The common-law spouse decision stems from a Nova Scotia case in which a couple, "B. and W., cohabitated for 10 years." When their relationship dissolved, the common-law wife, W., sought spousal support, child support and half of her the couple's "matrimonial property." Her argument was that Nova Scotia law stipulates that when a married couple divorces, husband and wife must divide evenly the property they acquired while married. It was discriminatory, she alleged, that common-law spouses received lesser treatment.
Wisely, the Supreme Court disagreed. To treat all couples -- married and common law -- alike, the majority reasoned, would be to narrow "the individual's freedom to choose alternative family forms and to have that choice respected and legitimated by the state." Sure, the judges acknowledged, the aggrieved W.'s of the world may wish their relationships had the same status as marriages. They might even feel cheated that married women receive larger divorce settlements. But "simultaneously, it cannot be ignored that many persons in circumstances similar to those of the parties ... have chosen to avoid the institution of marriage and the legal consequences that flow from it." To force on common law couples the same legal obligations as marriage couples must meet would be to ride roughshod over the intention of the contracting -- or, in this case, non-contracting -- parties.
The lone dissenting judge, the now retired Claire L'Heureux-Dubé, insisted that common-law wives would be exploited by the majority position. It is unfair, she said, to victimize women who find themselves in relationships in which their partner refuses to tie the knot.
But clearly, it is unfair only insofar as life is unfair. All choices carry consequences. Any woman can leave her man if he refuses to propose. While it may sadden Ms. L'Heureux-Dubé's heart that many women do not exercise this right, it is not the government's place to extract from a man a romantic/financial commitment that he would not make of his own accord. The majority understood this: "The decision to marry or not is intensely person and engages a complex interplay of social, political, religious and financial considerations by the individual."
In ruling that Quebec was within its rights to pay less welfare to claimants under 30 than it did to those over 30 (a practice the province discontinued more than a decade ago), Chief Justice Beverley McLaughlin properly concluded that there may be valid public policy reasons for treating categories of welfare claimants differently. Quebec had intended that lower welfare rates for younger recipients spur them to take training and seek employment before they developed a life-long dependency on social assistance. Thus the discrimination was designed to help young people "live fuller, more independent lives," rather than punish them, and the Court sensibly recognized the distinction.
Unfortunately, Judge McLaughlin left open the door for the eventual grant of a right to a guaranteed income or to welfare -- noting that the Charter of Rights and Freedoms is not "frozen." As provincial rights codes evolve, so too may the Court's attitude "develop incrementally."
That would be a shame. Eight of 10 provinces already include welfare status as a protected category, along with sex, age, religion, national origin and so on.
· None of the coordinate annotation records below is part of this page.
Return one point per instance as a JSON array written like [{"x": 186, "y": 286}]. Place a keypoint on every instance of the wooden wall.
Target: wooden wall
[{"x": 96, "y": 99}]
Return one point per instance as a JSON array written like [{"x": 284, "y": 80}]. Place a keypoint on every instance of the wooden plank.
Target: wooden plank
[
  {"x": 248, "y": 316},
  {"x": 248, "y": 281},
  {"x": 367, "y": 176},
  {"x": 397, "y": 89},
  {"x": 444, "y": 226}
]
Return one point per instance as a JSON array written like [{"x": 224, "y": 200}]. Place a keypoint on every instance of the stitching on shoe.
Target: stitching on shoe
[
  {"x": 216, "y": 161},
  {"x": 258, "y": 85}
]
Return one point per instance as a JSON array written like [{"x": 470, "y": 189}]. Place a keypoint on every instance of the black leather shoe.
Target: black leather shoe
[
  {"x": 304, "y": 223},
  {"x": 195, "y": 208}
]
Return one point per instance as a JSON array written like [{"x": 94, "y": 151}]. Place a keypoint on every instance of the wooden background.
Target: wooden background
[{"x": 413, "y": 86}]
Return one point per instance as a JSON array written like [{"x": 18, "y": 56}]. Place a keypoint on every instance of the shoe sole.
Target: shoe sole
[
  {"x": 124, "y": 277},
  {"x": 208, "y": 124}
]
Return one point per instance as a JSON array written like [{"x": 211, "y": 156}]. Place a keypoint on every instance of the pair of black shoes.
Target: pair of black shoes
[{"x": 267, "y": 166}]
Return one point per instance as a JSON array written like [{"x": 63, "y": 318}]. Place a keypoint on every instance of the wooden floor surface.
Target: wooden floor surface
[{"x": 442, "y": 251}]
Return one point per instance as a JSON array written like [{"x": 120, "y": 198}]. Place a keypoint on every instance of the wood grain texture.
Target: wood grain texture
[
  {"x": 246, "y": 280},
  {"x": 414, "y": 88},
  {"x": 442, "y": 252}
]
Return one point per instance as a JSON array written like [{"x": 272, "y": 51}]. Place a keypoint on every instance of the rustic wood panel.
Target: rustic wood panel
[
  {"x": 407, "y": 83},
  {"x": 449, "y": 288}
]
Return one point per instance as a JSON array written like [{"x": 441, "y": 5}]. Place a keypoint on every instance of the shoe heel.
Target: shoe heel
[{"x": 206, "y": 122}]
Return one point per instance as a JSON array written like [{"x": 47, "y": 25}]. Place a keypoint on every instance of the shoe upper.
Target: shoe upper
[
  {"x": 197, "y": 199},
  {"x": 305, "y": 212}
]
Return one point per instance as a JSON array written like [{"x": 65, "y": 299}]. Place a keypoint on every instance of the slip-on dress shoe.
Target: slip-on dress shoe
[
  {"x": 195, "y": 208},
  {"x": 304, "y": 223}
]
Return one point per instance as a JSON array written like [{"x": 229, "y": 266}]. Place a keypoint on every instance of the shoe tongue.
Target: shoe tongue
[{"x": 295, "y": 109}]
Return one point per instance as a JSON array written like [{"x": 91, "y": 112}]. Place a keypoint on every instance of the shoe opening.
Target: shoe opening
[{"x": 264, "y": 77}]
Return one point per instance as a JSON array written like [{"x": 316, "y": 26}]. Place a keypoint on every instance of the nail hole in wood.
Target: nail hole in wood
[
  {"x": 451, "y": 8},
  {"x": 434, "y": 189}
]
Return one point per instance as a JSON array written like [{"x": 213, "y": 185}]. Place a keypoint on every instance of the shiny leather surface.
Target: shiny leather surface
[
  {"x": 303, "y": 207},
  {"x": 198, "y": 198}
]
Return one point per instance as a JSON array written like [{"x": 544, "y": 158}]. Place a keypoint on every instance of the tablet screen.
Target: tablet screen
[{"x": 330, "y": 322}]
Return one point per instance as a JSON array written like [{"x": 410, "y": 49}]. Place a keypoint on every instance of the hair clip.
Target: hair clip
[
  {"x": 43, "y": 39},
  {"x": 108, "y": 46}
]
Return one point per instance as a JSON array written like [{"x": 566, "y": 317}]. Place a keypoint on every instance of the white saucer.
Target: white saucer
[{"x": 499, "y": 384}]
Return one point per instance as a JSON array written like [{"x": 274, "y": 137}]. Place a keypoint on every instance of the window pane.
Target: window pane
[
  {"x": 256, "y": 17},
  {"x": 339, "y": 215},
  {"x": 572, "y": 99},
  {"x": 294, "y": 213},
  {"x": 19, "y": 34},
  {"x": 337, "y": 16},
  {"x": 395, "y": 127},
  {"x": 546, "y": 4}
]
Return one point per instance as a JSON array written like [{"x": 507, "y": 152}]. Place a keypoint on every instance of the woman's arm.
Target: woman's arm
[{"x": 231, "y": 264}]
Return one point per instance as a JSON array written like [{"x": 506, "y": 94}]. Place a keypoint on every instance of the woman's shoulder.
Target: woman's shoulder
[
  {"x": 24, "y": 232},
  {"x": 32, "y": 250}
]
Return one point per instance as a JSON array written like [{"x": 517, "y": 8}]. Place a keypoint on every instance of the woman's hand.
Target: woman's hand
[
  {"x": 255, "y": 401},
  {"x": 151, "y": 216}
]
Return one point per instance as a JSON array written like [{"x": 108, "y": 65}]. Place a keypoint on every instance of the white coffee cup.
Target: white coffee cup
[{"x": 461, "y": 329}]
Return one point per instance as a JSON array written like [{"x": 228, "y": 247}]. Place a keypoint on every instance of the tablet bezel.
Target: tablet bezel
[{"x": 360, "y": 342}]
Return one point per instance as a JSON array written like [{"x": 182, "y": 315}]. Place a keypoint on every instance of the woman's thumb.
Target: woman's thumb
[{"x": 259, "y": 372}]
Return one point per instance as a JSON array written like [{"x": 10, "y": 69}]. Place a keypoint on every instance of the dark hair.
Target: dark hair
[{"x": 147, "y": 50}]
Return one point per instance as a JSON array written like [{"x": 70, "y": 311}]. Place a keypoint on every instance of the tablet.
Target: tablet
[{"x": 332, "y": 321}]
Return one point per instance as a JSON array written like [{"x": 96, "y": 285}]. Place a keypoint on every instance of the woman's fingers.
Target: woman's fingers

And the vast, government-funded welfare lobby is constantly pushing for ever more welfare rights. It would be an error for this court, or any future court, to hamstring legislators' abilities to devise programs aimed at lifting welfare recipients off the dole. Elected representatives, not judges, should make such calls, since they are the ones who collect taxes, set budgets and are otherwise answerable to voters and the public. Individuals, in the meantime, should have an obligation to be as self-sufficient and as little burden to their fellow citizens as possible. An unquestioned right to welfare would encourage tens of thousands of Canadians, perhaps more, to forget working for a living entirely.